After three years laboring in the tech trenches, my new video on medicine women around the world is finally here. It reveals a rich (and long disregarded) cultural record of medicine women, oracles, healers, trance-dancers, shapeshifters, drummers, and dreamers, with commentary and music.
I dug through libraries, journals, the internet and my own archives to put together rare images of women’s ceremonies in Saharan and Azerbaijani rock art; Indus tiger women, Spanish wolf women and Zimbabwean lion women; ecstatic dancers in Chinese bronzes, Mexican codices, Cretan seals; shamanic sculptures from Ecuador and Japan and the Arctic.
This unprecedented global view of female shamans uncovers overlooked depictions in rock art, sculpture, codices, bronzes, and ceramic paintings. The double-disc set includes chapters on sacred dance, staffs, rattles, fans and mirrors; flight; entheogens; serpents, animal spirits, and goddesses with shamanic aspects.
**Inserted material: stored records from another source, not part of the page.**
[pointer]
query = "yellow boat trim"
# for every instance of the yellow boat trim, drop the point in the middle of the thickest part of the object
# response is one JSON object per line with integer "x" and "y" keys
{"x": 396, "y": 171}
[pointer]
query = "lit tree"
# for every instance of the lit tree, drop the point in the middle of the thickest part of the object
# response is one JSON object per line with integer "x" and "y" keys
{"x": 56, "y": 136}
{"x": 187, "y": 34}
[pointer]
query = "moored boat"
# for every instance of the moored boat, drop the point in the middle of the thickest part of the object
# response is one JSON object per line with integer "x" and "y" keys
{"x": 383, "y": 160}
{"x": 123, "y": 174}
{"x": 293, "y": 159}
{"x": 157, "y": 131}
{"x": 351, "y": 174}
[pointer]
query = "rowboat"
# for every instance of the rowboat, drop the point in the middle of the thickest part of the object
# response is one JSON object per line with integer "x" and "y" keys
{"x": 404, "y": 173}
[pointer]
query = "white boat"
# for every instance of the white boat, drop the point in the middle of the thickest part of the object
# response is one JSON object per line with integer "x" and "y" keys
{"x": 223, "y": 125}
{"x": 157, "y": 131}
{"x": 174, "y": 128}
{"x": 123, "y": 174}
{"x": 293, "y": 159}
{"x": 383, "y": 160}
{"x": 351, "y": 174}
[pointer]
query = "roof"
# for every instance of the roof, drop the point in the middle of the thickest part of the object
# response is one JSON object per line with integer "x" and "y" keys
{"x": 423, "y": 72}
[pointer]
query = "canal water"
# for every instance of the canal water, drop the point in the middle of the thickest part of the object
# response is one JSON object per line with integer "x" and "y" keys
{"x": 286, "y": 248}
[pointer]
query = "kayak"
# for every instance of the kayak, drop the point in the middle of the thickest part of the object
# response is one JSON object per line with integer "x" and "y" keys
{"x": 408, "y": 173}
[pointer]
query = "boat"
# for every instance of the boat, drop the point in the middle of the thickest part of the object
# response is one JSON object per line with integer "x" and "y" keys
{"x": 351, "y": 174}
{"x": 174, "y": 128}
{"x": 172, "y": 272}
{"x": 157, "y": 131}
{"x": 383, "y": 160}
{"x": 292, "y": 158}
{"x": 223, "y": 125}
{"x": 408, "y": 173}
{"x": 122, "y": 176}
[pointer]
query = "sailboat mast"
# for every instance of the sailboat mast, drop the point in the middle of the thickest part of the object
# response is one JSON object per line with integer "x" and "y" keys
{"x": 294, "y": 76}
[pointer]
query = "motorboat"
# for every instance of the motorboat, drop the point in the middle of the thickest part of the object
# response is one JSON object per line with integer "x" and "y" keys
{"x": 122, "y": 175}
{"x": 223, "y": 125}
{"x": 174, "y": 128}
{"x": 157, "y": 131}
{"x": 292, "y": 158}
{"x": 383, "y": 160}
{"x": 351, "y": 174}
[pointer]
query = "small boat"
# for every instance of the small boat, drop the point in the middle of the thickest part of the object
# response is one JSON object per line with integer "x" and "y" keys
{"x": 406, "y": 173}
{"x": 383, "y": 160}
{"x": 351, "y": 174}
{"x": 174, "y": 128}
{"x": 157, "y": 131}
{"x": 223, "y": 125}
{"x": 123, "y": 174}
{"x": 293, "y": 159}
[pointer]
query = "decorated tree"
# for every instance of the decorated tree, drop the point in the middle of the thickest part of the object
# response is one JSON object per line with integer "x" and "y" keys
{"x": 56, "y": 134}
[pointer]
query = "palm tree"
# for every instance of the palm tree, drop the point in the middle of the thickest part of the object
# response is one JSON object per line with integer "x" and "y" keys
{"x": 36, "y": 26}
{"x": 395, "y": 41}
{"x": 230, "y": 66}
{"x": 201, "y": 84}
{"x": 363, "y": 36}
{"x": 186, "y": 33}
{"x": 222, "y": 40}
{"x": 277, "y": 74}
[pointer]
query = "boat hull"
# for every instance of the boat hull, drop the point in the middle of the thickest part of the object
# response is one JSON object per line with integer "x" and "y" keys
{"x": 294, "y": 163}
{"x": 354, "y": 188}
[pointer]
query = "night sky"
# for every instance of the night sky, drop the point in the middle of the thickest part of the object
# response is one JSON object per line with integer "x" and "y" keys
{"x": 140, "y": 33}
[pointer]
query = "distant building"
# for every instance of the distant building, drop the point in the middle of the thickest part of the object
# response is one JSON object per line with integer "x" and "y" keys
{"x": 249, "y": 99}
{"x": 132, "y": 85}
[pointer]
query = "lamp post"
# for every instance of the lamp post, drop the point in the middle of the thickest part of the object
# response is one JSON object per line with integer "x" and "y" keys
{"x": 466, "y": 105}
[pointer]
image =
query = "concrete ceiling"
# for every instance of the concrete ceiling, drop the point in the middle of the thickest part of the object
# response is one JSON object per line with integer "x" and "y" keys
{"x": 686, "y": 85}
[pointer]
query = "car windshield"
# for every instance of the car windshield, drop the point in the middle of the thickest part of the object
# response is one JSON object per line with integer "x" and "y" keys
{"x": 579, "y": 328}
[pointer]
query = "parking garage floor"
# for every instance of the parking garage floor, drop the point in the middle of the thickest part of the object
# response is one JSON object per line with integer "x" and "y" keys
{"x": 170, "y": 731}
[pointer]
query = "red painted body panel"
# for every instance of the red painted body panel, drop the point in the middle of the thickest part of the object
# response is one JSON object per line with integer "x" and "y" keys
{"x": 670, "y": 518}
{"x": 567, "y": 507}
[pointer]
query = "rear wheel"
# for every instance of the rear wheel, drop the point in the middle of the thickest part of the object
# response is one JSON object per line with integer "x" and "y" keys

The video (nearly 3 hours total) is underscored with archival world music from Smithsonian Folkways, and
music from Flute by Cynth; Yolanda Martinez; Layne Redmond; Luisah Teish; Tiokasin Ghosthorse; Suzanne Teng; Viviana Guzmán, Ensemble Pachamama, and more. Taste the trailer! To experience the beauty, power and wisdom of these spiritual legacies is medicine for the spirit. More info, including a complete list of chapters and musician credits, plus orders, here.
Taste the trailer, which gives a short overview.
In future, I’ll be adding the full transcript, open source, along with additional notes, pictures, and links.
From the Commentary that ends the video:
What I’ve tried to do here is to open up a view of the cultural treasures that have been obscured and denied, because they are female, Indigenous, non-Christian—not European.
Cultural gatekeepers screen out certain kinds of images and information, often unconsciously. Their omission of women has a tremendous impact. Even when significant evidence of female shamans exists in archaeology, the habitual focus on males acts as a filter that screens them from view. There is also a marked geographical and ethnic screening-out, the omission of entire regions outside the centers of political power, and exclusion of non-dominant peoples and cultures.
This is not a final analysis but a starting point, for a mosaic that can be arranged in countless ways. It’s a process of re-collecting, comparison, connecting. Many realities remain to be brushed in and fleshed out. We’re approaching a planetary web of history and heritages, of meaning and power. Much more remains to be known, and told, and shown.
But we need this knowledge; it is medicine for the spirit.